私自身は飛んでいないが、機体を作っていた。
私の中では美しい思い出となっている鳥コン。
最近、元人力飛行機のパイロットが
後遺症で訴訟を起こしたとの記事を読んだ。
当時、我々もパイロットが死ぬ可能性は理解していたように思う。
でもそれは、日常生活で、
自動車とぶつかれば、とか、
ジェットコースターが脱線すれば、とか、
そんな感じの実感を伴うものではなかった。
パイロットであった彼はどんな思いで飛び立ったのか…。
風たちぬの主人公も、人殺しの道具を作っていたが、
私自身も少しは関わることがある。
(幸い今は戦争ではないから使われないだけ…。
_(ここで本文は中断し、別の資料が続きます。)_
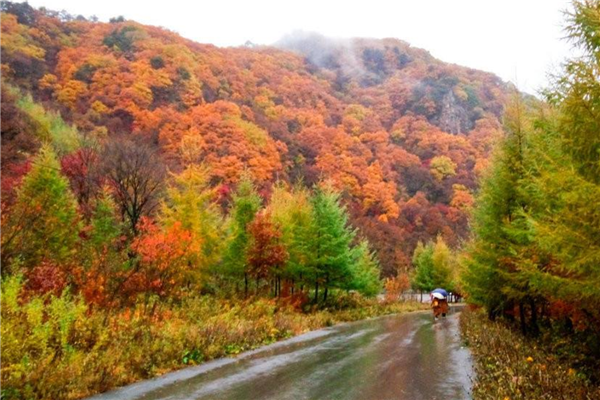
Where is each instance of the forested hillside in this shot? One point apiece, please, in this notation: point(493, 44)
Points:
point(401, 135)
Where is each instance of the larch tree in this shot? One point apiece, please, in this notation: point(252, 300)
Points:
point(246, 203)
point(331, 241)
point(43, 223)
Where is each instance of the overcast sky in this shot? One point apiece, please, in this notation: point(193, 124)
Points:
point(520, 40)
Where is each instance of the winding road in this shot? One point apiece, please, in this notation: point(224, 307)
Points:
point(396, 357)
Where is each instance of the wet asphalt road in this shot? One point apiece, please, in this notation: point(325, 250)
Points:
point(396, 357)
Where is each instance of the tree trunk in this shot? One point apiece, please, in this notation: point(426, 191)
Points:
point(534, 327)
point(522, 317)
point(326, 288)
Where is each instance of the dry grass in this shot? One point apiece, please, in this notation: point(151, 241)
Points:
point(510, 366)
point(57, 348)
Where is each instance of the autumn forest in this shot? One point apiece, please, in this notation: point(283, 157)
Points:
point(159, 193)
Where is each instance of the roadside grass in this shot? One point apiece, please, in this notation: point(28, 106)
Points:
point(60, 348)
point(511, 366)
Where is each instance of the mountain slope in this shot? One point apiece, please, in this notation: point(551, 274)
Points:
point(402, 134)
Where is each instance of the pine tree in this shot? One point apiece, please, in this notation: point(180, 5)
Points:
point(293, 212)
point(246, 203)
point(365, 271)
point(43, 223)
point(331, 243)
point(191, 202)
point(423, 278)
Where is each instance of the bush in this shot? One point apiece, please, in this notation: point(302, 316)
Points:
point(510, 366)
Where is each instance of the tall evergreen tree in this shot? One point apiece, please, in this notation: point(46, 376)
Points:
point(423, 278)
point(191, 202)
point(246, 203)
point(43, 223)
point(331, 243)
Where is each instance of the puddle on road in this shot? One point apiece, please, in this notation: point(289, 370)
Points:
point(398, 357)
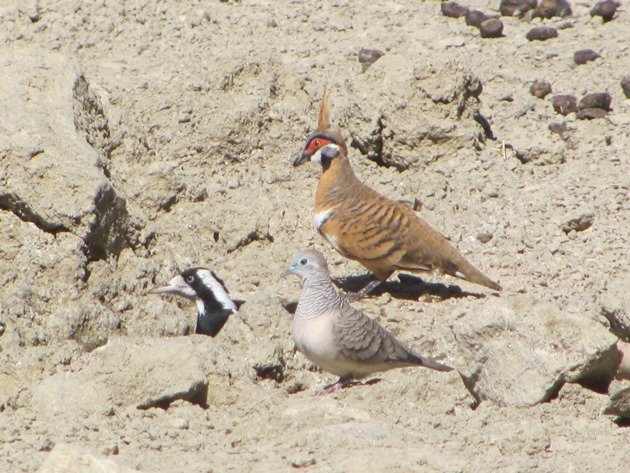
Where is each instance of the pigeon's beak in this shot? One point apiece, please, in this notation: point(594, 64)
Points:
point(288, 272)
point(305, 156)
point(174, 286)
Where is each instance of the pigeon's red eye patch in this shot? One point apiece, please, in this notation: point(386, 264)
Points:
point(317, 143)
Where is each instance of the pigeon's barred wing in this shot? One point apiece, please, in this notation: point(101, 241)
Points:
point(363, 340)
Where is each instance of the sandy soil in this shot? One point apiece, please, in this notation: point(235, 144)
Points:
point(207, 104)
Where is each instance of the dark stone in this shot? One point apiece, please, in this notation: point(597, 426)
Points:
point(606, 9)
point(516, 7)
point(560, 129)
point(591, 113)
point(540, 89)
point(564, 104)
point(475, 18)
point(367, 57)
point(453, 9)
point(541, 33)
point(491, 28)
point(551, 8)
point(595, 100)
point(584, 55)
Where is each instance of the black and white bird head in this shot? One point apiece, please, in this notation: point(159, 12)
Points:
point(214, 305)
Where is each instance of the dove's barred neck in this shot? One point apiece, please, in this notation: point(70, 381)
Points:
point(318, 297)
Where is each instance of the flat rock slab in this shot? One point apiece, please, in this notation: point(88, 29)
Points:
point(128, 372)
point(53, 141)
point(519, 352)
point(619, 404)
point(66, 458)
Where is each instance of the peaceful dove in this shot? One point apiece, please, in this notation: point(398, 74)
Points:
point(337, 337)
)
でも、飛行機も私が扱っているものも、
普段の生活に欠かせないものでもある。
宇宙兄弟の技術者は
作る者の気持ちを知ってくれ、と言い、
宇宙飛行士の卵たちは
乗る者の気持ちを知ってくれ、と言う。
結局、結論はでないのだが、
日々の仕事の中で行っていることは、
1mの高さが人の命を奪ってしまうように、
簡単に凶器になりうることぐらいは心にとめておくべきだろう。